5) Imperial Oil (IMO) is Canada's second-largest petroleum company. It is engaged in the upstream business of exploration, extraction, and production of crude oil and natural gas for the past 130 years. In addition, the company is involved in the downstream business of refining and marketing as well as the chemical business. Imperial Oil Limited is a subsidiary of Exxon Mobil Corporation (XOM). Its heavy oil production comes from its substantial stakes in several oil sands projects in Canada. It is a dividend payer with a very low annual yield which is equal to 1%. It produces almost 250,000 boepd (80% oil and liquids). It initiated a share buyback program in June 2012 which is an indication that it is undervalued at $40. Based on its 2012 EPS, it trades with a 2012 PE = 11 and PBV = 3. It also trades 10x its funds from operations annualized and a long-term debt/FFO ratio equal to 1.3.
6) Husky Energy (OTCQB:HUSKF) is the third-largest integrated oil producer and refiner of Canada and it is a Canadian company which is controlled by an Asian, the billionaire Li Ka-Shing. Husky operates Upstream, Midstream and Downstream business segments in North America and conducts upstream activities in the Asia Pacific Region and Greenland. The Company's conventional oil and natural gas assets, heavy oil production and upgrading and transportation infrastructure in Western Canada provides a firm foundation to support three growth pillars: the Oil Sands, the Atlantic Region and the Asia Pacific Region. The company is a dominant heavy oil producer with a 300,000 boepd (65% oil and liquids) current production approximately and an almost 5% annual dividend. Husky is currently building two new oil sands projects in Sandall and Rush Lake to produce heavy oil there by 2014 and 2015 respectively. It has also initiated the construction of another heavy oil project in Sunrise which is a 50/50 JV with BP Plc (BP) for the production of 20,000 bbl/d of heavy oil by 2016. Based on its 2012 EPS, it trades with a 2012 PE = 13 and PBV = 1.4. It also trades 7x its funds from operations annualized and a long-term debt/FFO ratio equal to 1.1.
7) MEG Energy (OTCPK:MEGEF) is an oil sands company focused on sustainable in situ oil sands development and production in the Athabasca oil sands region of Alberta.

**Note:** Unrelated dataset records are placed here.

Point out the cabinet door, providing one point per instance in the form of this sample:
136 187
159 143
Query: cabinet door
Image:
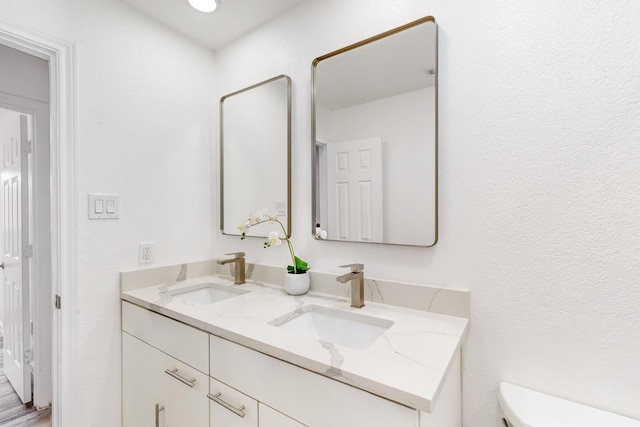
141 384
271 418
154 398
230 408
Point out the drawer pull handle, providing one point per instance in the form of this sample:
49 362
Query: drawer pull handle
158 410
183 380
216 398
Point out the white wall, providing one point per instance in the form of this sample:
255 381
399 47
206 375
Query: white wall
24 75
539 182
144 131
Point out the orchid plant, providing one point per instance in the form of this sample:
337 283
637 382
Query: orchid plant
273 239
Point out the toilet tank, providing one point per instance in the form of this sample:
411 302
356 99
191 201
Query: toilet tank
521 407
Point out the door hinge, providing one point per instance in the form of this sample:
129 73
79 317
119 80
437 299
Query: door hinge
28 251
27 146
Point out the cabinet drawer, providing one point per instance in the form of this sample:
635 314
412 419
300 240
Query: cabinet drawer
310 398
272 418
181 341
160 390
230 408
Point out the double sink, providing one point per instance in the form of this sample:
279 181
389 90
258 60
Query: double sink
346 328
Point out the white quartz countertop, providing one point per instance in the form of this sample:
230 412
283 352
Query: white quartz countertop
408 364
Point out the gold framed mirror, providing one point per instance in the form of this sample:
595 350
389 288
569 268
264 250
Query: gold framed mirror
374 136
255 155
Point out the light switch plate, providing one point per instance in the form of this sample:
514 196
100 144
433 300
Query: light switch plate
146 252
104 206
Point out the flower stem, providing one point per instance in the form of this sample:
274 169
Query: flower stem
284 234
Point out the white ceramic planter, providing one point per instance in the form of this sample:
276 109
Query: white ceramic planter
296 284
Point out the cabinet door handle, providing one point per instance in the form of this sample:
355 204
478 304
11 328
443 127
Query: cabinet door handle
216 398
158 410
183 380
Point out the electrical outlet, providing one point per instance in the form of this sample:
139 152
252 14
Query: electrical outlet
146 253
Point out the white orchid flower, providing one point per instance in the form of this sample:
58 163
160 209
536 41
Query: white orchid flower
273 239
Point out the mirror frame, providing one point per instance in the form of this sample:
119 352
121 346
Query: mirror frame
221 151
313 127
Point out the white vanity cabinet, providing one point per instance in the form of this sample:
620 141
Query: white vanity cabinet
304 396
159 390
231 408
175 375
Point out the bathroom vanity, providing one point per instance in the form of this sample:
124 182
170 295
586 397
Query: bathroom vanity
205 352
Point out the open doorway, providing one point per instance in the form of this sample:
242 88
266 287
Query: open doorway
60 58
25 240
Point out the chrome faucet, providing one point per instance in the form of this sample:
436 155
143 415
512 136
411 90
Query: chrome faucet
238 261
356 276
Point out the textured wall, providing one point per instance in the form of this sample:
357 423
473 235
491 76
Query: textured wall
539 182
144 131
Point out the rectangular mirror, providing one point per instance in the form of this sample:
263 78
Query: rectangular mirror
374 131
255 155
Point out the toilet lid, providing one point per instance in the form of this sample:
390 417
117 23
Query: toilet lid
528 408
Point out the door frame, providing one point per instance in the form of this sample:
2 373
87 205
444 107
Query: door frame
61 58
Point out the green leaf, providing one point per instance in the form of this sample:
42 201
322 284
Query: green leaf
301 266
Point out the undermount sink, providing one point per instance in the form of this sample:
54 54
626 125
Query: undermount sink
206 293
349 329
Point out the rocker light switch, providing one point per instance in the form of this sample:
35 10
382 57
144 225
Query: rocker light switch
104 206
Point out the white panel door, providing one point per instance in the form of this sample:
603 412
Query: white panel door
16 269
355 190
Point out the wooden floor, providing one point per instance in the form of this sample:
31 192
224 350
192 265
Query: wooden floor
12 412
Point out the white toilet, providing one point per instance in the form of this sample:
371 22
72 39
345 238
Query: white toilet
521 407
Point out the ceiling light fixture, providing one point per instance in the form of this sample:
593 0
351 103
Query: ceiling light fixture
206 6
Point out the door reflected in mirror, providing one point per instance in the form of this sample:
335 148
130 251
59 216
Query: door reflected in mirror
374 130
255 164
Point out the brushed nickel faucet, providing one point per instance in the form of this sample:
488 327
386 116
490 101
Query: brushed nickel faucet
238 263
356 277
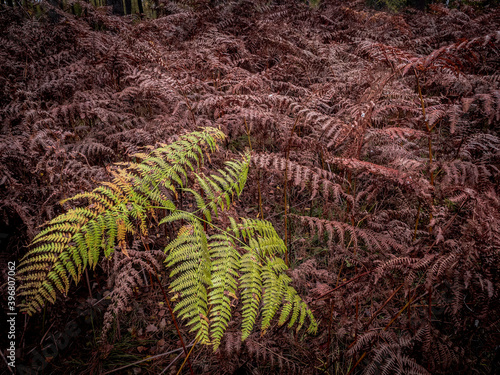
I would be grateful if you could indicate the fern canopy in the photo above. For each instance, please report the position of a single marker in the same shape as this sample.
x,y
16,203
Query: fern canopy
x,y
210,268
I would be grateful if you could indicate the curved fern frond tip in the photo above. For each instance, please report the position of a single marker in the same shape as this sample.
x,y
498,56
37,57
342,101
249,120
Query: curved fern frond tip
x,y
244,260
211,272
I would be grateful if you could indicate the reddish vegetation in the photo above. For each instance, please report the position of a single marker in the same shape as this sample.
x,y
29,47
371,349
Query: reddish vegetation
x,y
381,129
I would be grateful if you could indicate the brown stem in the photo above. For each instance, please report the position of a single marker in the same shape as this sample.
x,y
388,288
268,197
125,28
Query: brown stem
x,y
382,307
285,185
342,285
429,131
416,221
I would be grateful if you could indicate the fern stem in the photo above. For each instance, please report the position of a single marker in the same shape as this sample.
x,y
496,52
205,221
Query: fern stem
x,y
187,357
416,221
429,131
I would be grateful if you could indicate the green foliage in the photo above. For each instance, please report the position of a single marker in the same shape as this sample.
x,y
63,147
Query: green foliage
x,y
209,266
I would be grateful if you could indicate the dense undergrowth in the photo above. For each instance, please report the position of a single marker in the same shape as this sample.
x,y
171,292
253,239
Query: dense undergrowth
x,y
375,153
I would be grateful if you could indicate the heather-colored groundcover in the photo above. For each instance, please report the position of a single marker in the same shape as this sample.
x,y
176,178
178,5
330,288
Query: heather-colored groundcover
x,y
249,187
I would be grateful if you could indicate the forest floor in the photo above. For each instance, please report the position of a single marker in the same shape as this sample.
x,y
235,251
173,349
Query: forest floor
x,y
375,154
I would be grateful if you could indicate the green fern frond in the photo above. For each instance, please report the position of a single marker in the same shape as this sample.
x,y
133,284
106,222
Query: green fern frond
x,y
225,266
190,259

MEG is actively developing enhanced oil recovery projects that utilize steam assisted gravity drainage ("SAGD") extraction methods. It owns a 100% working interest in over 900 sections of oil sands leases. It produced 30,429 bbl/d in Q2 2012 from its Christina Lake project. It is also developing its Surmont project and began the regulatory process in early 2012. Based on its 2012 EPS, it trades with a sky high 2012 PE which looks to be much higher than 50 and PBV = 1.8. It also trades 30x its funds from operations annualized and a very high long-term debt/FFO ratio of 7. So obviously MEG is highly leveraged although this has not been factored into the price yet. All that being said, is MEG a good short candidate with such high ratios in comparison with the other major Canadian peers mentioned above? It may be but I do not short stocks.